Stwierdzenie, że przyczyny schizofrenii i jej pod-typów są nieznane,
przestaje w ostatnich latach być prawdą. Wygrywa model „podatność – stres”,
czyli to, że na odpowiednio słabszą konstytucję (budowę, działanie) czegoś
wpływają pewne czynniki pogłębiające słabość, aż do poziomu niesprawności
(dysfunkcji). Podatność nie jest od razu schorzeniem, a czynnik stresujący nie
musi się pojawić. W przypadku schizofrenii podatność tłumaczy model
genetyczno-neurorozwojowy, a najważniejsze „stresory” rozpoznaje się
w infekcjach wirusowych lub stresie w ciąży matki, autoagresji systemu
odpornościowego, substancjach neuro-aktywnych (np. używki), oraz w niekorzystnym
otoczeniu międzyludzkim, czy społecznym.
Suche dane statystyczne o procentowym ryzyku schizofrenii są między
innymi takie (różne źródła z ostatnich lat podają trochę różne wartości): 1% to
średnia światowa; 2-3% - urodzenie grudzień-marzec (może chodzić np. o witaminę
D); 2,9% - życie na emigracji; 2-4% - życie w otoczeniu miejskim; 20% - infekcja
różyczki w trakcie ciąży (szczególnie 1y trymestr, inne infekcje – np. grypa,
toksoplazmoza - także wpływają w różnym stopniu); 67 % - utrata kogoś bliskiego
przez matkę w trakcie ciąży (inne stresy prenatalne też są badane); 17% - gdy
dziecko doświadczyło wykorzystywania seksualnego; 40% - gdy rozpoznano
zaburzenie u jednojajowego bliźniaka i 6,5% - gdy któreś z rodziców je miało.

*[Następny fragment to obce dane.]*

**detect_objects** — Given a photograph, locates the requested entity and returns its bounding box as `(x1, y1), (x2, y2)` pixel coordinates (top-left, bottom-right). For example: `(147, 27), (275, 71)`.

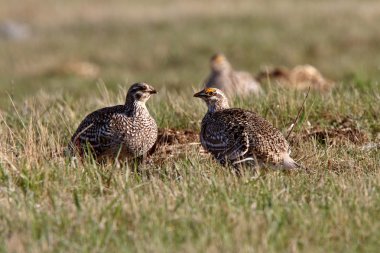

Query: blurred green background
(0, 0), (380, 108)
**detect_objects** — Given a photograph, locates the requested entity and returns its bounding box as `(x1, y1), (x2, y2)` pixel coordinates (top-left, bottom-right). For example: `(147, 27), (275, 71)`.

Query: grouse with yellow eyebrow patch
(194, 88), (299, 168)
(69, 83), (157, 159)
(205, 53), (263, 96)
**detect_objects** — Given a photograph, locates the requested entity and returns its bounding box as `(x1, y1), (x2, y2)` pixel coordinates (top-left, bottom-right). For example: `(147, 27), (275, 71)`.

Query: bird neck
(208, 99), (230, 113)
(125, 100), (149, 116)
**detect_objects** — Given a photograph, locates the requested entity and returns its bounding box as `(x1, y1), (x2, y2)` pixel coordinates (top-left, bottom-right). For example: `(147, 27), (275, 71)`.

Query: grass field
(0, 0), (380, 252)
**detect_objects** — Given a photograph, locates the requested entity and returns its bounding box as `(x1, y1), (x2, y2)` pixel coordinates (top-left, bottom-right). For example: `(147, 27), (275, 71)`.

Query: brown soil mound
(256, 65), (334, 91)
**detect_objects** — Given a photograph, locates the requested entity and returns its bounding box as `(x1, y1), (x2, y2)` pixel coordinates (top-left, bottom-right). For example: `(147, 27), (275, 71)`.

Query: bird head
(127, 83), (157, 103)
(210, 53), (231, 72)
(194, 88), (229, 112)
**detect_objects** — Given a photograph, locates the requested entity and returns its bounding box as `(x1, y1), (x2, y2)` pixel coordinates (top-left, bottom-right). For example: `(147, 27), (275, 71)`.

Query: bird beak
(148, 87), (157, 94)
(194, 90), (206, 98)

Inne przykładowe statystyki mówią że: 33% przypadków ma w tle traumatyczne
przeżycia w dzieciństwie; u 40% przypadków występuje trwałe zapalenie w pewnym
regionie mózgu; w USA 33% bezdomnych ma schizofrenię; 43% bliskich w rodzinach
pacjentów pali papierosy; 63% chorych miało do czynienia z psychoaktywnymi
używkami (dużo więcej niż średnio w społeczeństwie).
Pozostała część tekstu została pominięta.